The data is acquired and translated from the sources listed here using a series of perl scripts. Because there are 3 different types of content to harvest, there are 3 primary scripts: XML parser, Weather parser (HTML parsing), and Yahoo stock parser. The XML parser uses the perl XML::Parser module to do it's dirty work. The initial data acquisition for the XML is actually performed by lynx in a shell script wrapper (I never bothered to switch to LWP). The HTML weather parser is manually implemented instead of using one of the various HTML modules. It does, however, use LWP to get the HTML documents. I should probably switch it to my HTTP::Lite sometime. And finally, the stock parser is just a simple text parser that uses Geturl and split().
These 3 scripts are launched from CRON periodically to get and process the data. On a daily basis, the database is flushed of old headlines and quotes, and optimized for better performance (MySQL OPTIMIZE TABLES).
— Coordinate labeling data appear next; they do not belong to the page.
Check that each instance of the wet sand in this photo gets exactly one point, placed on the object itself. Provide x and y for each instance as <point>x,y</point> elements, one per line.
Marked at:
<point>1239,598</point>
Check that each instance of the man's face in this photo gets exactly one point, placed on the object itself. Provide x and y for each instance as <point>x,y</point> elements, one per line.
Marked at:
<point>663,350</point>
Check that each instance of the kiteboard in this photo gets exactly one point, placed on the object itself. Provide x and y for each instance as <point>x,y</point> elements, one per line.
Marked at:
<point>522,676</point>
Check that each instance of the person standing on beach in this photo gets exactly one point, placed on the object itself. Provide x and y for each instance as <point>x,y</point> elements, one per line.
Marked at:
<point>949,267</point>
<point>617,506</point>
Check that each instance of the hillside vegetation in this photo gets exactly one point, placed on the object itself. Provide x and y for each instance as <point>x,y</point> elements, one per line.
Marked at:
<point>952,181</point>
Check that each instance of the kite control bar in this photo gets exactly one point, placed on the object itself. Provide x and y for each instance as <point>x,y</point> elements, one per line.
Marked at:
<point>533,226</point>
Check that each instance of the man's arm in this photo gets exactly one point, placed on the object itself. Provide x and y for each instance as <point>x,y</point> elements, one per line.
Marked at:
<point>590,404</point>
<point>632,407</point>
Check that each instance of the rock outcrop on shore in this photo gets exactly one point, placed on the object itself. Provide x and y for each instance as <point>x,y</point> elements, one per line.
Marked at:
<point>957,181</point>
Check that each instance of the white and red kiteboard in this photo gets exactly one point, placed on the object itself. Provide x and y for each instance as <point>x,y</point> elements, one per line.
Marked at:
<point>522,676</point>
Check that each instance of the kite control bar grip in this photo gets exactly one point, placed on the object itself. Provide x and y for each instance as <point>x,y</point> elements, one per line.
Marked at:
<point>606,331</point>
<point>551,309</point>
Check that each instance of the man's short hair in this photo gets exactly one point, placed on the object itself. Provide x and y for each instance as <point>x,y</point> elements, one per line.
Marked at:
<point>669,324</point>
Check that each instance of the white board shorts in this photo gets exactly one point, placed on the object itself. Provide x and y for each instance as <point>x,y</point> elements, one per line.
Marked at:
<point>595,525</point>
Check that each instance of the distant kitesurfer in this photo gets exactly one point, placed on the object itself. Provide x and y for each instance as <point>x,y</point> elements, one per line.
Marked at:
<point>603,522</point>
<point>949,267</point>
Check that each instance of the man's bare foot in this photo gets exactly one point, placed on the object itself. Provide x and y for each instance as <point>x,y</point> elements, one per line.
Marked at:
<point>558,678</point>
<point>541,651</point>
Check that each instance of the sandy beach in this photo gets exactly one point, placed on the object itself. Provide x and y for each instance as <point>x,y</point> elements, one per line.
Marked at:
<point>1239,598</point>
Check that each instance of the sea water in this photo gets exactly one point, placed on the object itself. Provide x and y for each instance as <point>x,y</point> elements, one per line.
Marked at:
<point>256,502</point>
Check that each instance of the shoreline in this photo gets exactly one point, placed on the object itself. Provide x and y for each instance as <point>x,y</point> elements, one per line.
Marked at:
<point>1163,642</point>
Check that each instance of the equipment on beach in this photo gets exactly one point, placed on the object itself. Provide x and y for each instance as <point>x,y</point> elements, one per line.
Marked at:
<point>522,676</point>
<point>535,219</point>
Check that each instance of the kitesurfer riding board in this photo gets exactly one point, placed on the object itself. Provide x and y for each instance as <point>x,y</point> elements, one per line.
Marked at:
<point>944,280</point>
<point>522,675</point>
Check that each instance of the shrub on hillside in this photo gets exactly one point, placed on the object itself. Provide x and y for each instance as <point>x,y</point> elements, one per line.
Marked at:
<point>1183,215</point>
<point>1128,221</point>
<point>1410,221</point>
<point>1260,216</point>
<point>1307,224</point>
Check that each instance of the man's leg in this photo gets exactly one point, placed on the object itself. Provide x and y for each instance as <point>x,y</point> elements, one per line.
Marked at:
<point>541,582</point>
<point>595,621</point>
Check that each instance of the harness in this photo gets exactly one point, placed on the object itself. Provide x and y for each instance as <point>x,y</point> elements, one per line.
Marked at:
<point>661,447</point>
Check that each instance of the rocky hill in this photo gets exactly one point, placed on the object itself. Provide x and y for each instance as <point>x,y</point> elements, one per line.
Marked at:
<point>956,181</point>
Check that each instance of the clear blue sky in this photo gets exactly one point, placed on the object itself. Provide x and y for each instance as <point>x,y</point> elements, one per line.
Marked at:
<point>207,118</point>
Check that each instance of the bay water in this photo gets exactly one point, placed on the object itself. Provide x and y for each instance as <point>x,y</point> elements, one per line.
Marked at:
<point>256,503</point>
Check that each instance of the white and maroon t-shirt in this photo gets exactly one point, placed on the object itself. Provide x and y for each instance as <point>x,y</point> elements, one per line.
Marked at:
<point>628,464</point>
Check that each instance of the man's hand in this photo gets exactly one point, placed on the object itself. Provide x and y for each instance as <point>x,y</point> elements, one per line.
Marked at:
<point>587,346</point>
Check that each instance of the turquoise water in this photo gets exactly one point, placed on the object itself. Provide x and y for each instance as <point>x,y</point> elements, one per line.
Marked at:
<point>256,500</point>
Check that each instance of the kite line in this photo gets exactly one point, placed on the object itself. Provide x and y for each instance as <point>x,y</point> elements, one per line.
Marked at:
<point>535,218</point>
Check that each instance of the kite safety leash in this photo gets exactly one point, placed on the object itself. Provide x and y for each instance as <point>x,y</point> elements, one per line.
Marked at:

The optimization is necessary to ensure that the database does not get heavily fragmented, and cause poor performance loading and generating the web-page.
There are many improvements I could make, including:
This project was basically a rainy-day hobby one day while idle in 2000.
2002 update: Environment Canada's changes to their web-site and a hard drive crash caused the new code for handling the EC web-site to be lost. Weather is no longer displayed on the site.